There have been a number of attempts to form statistical analyses that take many variables into account. Some go site by site along the genome, and sum up estimated risk for the variants found at each site, then account for other variables such as sex and perhaps age and others, maybe even some environmental factors. The basic idea is that context is identified as combinations of factors that together have a discernible effect that the variables don't have on their own.

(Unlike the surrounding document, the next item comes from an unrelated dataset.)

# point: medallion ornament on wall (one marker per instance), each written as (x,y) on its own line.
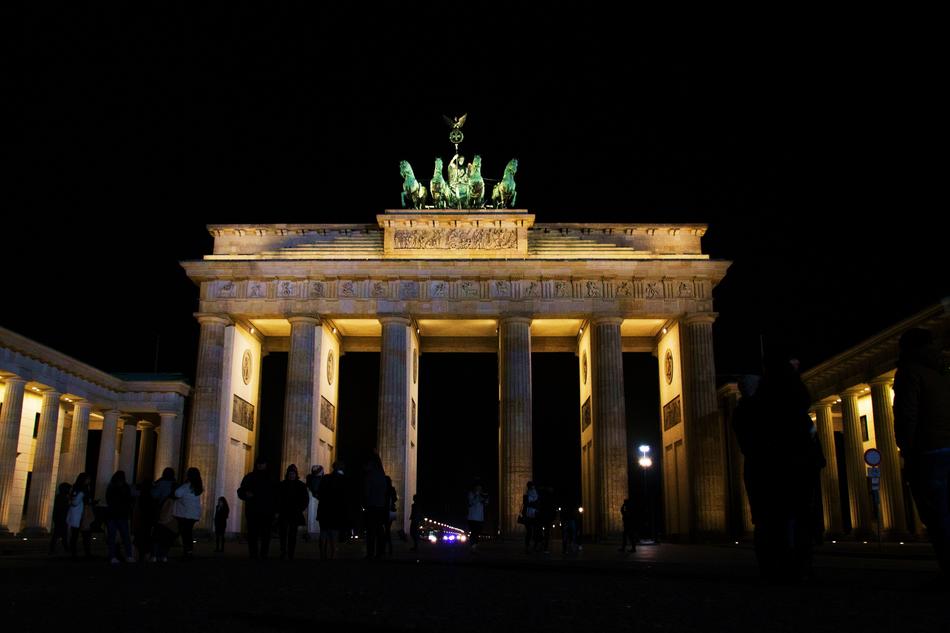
(246,361)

This kind of statistical partitioning may help identify very strong risk categories, such as responses to some environmental factor in people with some particular genotype, but in general everyone is at some risk and we as a society will have to ask how much detail is worth knowing, or whether when too many variables constitute exchangeable sets (that is, with similar risk) its usefulness may diminish. Will it be expected to tell us how many cigs and cokes and Snickers bars we can consume, how many minutes on the treadmill, for our genotype, sex, and age, an apple a day, and keep our risk of, say, stroke, to less than some percent for the next 10 years? Or is that not a very useful kind of goal--a well-posed question? Time will tell.
An unfair rebuke
We are often chastised for being critical of the current system because while what we say is correct we haven't provided the magic what-to-do-instead answer. That is little more than a rebuke of self-interested convenience, because if our points are correct then the system is misbehaving and needs to change rather than just keep the factory humming. The rebuke is like a juror voting to convict an accused, even if there isn't any evidence against him, because the defense hasn't identified the actual guilty person.
That we can't supply miracles is certainly a profound limitation on our part. But it isn't an excuse for still looking for lost keys under the lamp-post when that's not where they were lost. If anything, our certainly acknowledged failure should be a stimulus to our critics to do better.
If we can't expect to ask well-posed questions any longer, what kinds of questions can we ask?
*This is somewhat hyperbolic because with infectious diseases, or environmental factors with large effects -- coal dust and Black Lung Disease, asbestos and asbestosis, e.g. -- it is possible to know with experimental data and overwhelming evidence from exposure data. But it's certainly true for the chronic late onset diseases that are killing us these days.